The specialists throughout Northwestern Medicine offer a comprehensive array of medical and surgical treatments, and are dedicated to working closely with the patient to determine the most appropriate approach for her condition. As clinical and academic leaders, our specialists remain at the forefront of surgical innovation, and are able to offer the most advanced surgical techniques and technologies.
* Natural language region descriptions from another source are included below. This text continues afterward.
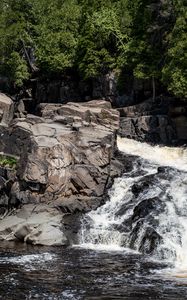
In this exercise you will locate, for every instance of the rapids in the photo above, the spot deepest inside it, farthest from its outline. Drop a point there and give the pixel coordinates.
(147, 210)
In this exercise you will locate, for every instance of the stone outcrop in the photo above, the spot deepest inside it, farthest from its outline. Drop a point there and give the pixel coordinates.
(65, 160)
(148, 122)
(34, 224)
(6, 110)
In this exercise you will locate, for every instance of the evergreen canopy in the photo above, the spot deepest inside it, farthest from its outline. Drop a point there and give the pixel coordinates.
(92, 37)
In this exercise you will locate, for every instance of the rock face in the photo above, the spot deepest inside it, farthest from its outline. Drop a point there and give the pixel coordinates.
(66, 160)
(34, 224)
(6, 110)
(148, 122)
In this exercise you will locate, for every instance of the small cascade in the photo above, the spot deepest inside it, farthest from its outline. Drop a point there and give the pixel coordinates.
(147, 210)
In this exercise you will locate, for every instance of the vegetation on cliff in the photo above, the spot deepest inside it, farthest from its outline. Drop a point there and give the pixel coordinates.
(7, 161)
(91, 37)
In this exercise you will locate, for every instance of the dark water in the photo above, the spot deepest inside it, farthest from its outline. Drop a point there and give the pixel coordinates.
(57, 273)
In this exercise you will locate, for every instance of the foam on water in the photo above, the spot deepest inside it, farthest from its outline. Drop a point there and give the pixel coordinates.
(100, 227)
(175, 157)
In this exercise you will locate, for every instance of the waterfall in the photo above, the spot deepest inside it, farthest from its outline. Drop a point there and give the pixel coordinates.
(147, 207)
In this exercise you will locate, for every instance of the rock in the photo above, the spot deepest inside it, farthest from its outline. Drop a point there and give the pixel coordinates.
(60, 164)
(37, 225)
(156, 129)
(6, 110)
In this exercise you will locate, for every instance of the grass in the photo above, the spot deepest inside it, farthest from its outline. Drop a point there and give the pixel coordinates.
(7, 161)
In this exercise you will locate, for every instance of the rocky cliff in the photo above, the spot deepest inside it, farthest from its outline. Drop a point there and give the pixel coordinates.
(65, 164)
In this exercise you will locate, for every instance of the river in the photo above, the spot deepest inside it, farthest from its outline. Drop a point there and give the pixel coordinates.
(133, 247)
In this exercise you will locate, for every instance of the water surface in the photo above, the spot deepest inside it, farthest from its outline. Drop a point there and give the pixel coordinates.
(77, 273)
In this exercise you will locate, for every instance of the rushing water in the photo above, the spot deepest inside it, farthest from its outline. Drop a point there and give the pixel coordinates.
(133, 247)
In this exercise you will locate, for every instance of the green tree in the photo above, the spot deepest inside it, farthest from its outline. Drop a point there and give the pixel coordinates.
(174, 73)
Our comprehensive (and growing) list of treatment options is a commitment to providing innovative and exemplary care to our patients.

Who is a candidate for endometrial ablation?

You may be a candidate for endometrial ablation if you have:

  • Heavy periods (requiring you to change your tampon or pad each hour)
  • Excessively long periods (lasting more than seven days)
  • Bleeding between periods
  • Anemia from excessive vaginal bleeding

Because the procedure removes the endometrial lining required to nourish a fetus during pregnancy, it may be difficult for you to become pregnant after the procedure.

What causes abnormal menstrual bleeding?

There are several factors that may increase your risk of heavy menstrual bleeding:

  • Hormone issues (particularly if you are in or near menopause)
  • Polyps
  • Fibroids
  • Endometrial or uterine cancer

Through our work with patients as well as available research, we understand that gynecologic conditions and treatments can take an emotional toll on individuals, couples and families. These conditions and treatments may also interfere with relationships, work, future family building and one’s self esteem. Because of the emotional toll of pelvic pain, bleeding and treatments for gynecologic conditions, our faculty includes a PhD clinical psychologist that can help you cope with the emotional toll treatment can cause on you, your spouse and other members of your family.